Two escaped piglets lead the charge against America’s vicious “ag-gag” laws

The outstanding, controversial, and–let’s be honest–devilishly handsome Glenn Greenwald has written a magnificent piece about animal rights activists and their efforts to undo America’s ag-gag laws. Recently, the activists have gotten some help from two little piglets who escaped from a factory farm in a brazen break-out that’s led to interstate chases, search warrants, and plenty of talk about freedom of speech:

The factory farm industry and its armies of lobbyists wield great influence in the halls of federal and state power, while animal rights activists wield virtually none. This imbalance has produced increasingly oppressive laws, accompanied by massive law enforcement resources devoted to punishing animal activists even for the most inconsequential nonviolent infractions — as the FBI search warrant and raid in search of “Lucy and Ethel” illustrates.

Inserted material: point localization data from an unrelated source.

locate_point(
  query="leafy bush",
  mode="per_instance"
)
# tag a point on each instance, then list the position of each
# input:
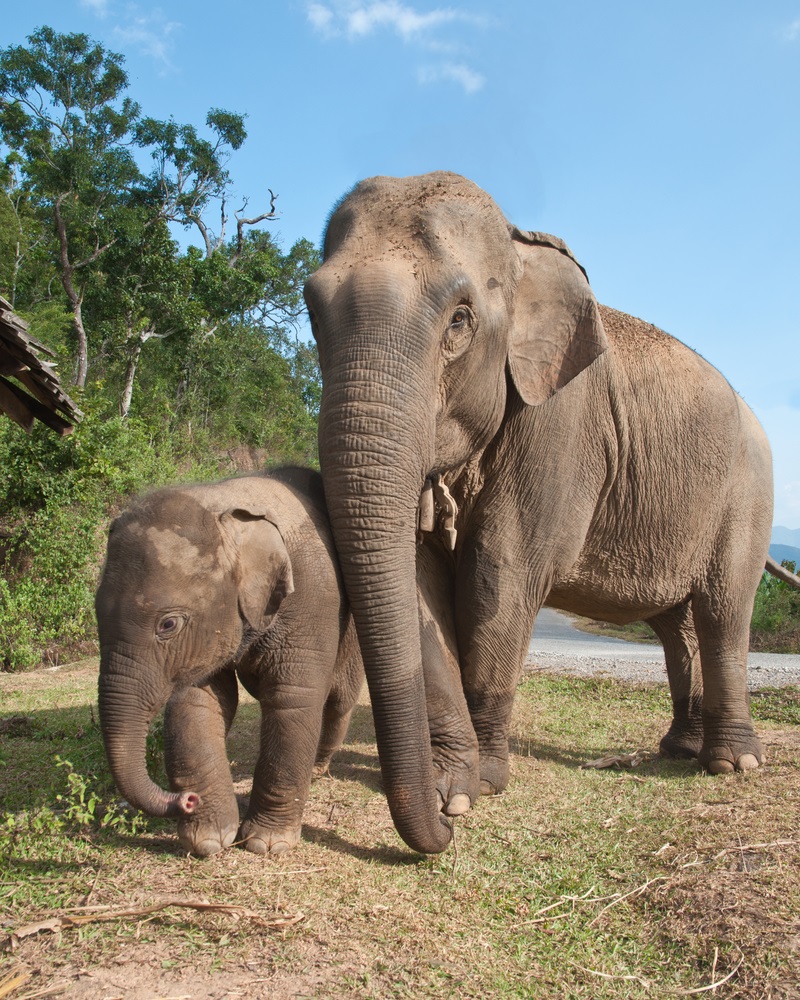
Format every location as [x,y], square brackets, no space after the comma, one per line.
[775,626]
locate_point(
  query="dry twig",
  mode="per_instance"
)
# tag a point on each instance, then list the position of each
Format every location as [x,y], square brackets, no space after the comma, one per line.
[106,914]
[719,982]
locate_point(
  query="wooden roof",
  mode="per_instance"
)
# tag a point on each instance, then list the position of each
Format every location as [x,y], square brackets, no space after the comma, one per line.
[35,392]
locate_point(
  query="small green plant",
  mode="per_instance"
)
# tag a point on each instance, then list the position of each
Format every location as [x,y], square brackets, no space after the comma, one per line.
[775,626]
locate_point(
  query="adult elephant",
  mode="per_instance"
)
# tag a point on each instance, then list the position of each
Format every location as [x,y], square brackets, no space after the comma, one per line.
[597,464]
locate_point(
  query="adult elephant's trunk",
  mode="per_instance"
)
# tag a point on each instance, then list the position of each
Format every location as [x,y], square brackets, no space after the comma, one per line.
[376,448]
[125,716]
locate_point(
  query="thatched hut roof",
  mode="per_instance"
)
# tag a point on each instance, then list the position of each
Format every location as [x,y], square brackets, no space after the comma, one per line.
[35,392]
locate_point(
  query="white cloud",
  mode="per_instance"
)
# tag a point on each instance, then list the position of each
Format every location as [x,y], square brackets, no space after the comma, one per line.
[359,19]
[148,31]
[151,34]
[321,18]
[453,73]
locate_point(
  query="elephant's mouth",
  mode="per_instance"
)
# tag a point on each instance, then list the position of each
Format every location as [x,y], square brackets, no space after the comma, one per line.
[438,511]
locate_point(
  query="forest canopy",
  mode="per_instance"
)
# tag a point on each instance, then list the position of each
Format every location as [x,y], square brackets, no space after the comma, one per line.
[173,314]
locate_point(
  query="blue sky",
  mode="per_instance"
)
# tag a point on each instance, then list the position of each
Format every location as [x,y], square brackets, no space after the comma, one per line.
[662,141]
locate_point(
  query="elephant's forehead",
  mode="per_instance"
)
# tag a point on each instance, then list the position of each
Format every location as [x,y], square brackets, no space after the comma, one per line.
[179,554]
[416,214]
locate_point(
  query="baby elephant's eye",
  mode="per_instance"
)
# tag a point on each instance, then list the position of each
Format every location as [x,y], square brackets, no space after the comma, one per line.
[170,625]
[461,318]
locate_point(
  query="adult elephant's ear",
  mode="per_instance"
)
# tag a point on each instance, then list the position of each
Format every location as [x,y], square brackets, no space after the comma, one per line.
[556,330]
[263,568]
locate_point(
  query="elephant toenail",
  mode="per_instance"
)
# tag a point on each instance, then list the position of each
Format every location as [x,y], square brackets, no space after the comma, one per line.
[720,767]
[458,805]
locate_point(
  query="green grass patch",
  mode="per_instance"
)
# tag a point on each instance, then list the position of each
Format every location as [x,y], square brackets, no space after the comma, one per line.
[620,883]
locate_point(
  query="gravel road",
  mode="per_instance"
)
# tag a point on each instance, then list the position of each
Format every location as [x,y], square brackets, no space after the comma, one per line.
[558,646]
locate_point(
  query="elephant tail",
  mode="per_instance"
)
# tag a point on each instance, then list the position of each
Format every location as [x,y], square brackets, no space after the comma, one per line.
[781,572]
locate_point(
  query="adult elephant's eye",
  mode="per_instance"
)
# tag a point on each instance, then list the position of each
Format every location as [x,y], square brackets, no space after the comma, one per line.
[459,331]
[170,625]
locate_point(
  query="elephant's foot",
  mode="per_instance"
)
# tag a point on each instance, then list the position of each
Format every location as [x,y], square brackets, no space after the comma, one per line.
[268,840]
[205,837]
[731,746]
[456,778]
[495,771]
[683,739]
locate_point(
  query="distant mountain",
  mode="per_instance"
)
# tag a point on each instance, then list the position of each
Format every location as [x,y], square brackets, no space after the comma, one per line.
[786,536]
[781,552]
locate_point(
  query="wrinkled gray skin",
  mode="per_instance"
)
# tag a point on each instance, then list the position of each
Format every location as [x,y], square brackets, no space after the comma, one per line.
[201,584]
[599,465]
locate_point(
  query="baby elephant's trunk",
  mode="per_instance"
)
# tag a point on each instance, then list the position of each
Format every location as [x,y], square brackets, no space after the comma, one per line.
[125,718]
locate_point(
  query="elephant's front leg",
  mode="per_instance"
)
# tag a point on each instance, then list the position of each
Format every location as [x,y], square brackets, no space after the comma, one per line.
[347,683]
[196,723]
[494,620]
[454,747]
[292,697]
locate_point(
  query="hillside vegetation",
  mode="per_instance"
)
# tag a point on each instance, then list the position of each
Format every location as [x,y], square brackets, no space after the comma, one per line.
[182,354]
[184,358]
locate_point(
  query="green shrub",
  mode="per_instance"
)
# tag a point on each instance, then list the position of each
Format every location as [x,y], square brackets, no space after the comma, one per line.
[775,626]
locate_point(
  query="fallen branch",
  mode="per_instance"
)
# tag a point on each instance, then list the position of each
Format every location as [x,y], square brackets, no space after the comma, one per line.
[626,895]
[105,915]
[607,975]
[13,980]
[618,760]
[756,847]
[719,982]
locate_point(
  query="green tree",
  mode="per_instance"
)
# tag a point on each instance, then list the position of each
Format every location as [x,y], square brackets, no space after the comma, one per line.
[62,110]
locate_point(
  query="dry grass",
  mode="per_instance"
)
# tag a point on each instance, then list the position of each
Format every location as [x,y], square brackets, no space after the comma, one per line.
[652,881]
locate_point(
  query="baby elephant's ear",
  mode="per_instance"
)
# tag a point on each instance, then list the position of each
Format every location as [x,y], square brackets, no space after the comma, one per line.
[262,564]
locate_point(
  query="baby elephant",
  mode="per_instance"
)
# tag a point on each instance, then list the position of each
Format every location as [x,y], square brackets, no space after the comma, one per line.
[202,583]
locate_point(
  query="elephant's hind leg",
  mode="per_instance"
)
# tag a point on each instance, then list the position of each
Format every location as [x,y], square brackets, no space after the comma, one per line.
[723,631]
[675,628]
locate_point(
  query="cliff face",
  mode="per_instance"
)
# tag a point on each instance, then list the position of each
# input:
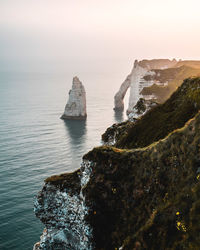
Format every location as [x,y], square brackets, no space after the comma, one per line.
[166,81]
[160,120]
[76,105]
[61,208]
[154,80]
[143,194]
[136,81]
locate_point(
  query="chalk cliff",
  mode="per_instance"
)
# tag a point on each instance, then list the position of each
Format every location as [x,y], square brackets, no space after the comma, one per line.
[136,81]
[76,105]
[144,193]
[119,97]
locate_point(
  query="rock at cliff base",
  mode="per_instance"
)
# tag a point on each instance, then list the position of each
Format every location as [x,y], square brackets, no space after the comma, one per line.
[75,108]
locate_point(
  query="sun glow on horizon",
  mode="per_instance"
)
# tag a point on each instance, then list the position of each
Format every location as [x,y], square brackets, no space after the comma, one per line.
[112,30]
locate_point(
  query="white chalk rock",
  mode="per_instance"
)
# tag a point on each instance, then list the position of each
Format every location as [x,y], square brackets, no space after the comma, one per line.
[119,97]
[76,105]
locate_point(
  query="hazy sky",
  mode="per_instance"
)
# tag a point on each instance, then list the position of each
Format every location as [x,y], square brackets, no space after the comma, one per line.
[95,34]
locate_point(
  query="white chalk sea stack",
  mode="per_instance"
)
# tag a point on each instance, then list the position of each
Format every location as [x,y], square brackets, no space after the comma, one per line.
[75,108]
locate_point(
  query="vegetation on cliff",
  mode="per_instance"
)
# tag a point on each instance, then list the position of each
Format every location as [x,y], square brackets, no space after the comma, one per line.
[144,193]
[147,198]
[173,77]
[162,119]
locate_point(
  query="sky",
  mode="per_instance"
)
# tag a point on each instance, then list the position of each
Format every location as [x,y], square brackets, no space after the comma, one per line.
[96,35]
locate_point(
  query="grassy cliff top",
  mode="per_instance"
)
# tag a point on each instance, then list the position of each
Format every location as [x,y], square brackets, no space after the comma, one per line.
[174,77]
[164,118]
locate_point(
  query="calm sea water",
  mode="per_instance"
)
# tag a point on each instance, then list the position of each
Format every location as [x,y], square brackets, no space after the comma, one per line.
[35,143]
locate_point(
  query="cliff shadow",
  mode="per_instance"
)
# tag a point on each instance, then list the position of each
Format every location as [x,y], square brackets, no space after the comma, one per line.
[76,130]
[119,116]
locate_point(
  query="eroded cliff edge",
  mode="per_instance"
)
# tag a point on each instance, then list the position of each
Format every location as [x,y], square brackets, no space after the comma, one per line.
[141,197]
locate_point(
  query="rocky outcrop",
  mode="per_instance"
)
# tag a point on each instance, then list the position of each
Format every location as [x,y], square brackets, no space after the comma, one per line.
[76,105]
[141,107]
[136,81]
[119,97]
[143,194]
[61,208]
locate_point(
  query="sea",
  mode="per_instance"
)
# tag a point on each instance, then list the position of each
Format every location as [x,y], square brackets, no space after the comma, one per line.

The U.S. government, of course, has always protected and served the interests of industry. Beginning when most of the nation was fed by small farms, federal agencies have been particularly protective of agricultural industry. That loyalty has only intensified as family farms have nearly disappeared, replaced by industrial factory farms where animals are viewed purely as commodities, instruments for profit, and treated with unconstrained cruelty.

Lately, opposition is emerging from unusual places. Utah federal judge Robert J. Shelby, an Obama appointee who is a lifelong Republican, recently struck down the state’s ag-gag law on First Amendment grounds, noting in his ruling:

For as long as farmers have put food on American tables, the government has endeavored to support and protect the agricultural industry. … In short, governmental protection of the American agricultural industry is not new, and has taken a variety of forms over the last two hundred years. What is new, however, is the recent spate of state laws that have assumed an altogether novel approach: restricting speech related to agricultural operations.

It’s not pretty, but it’s an important read.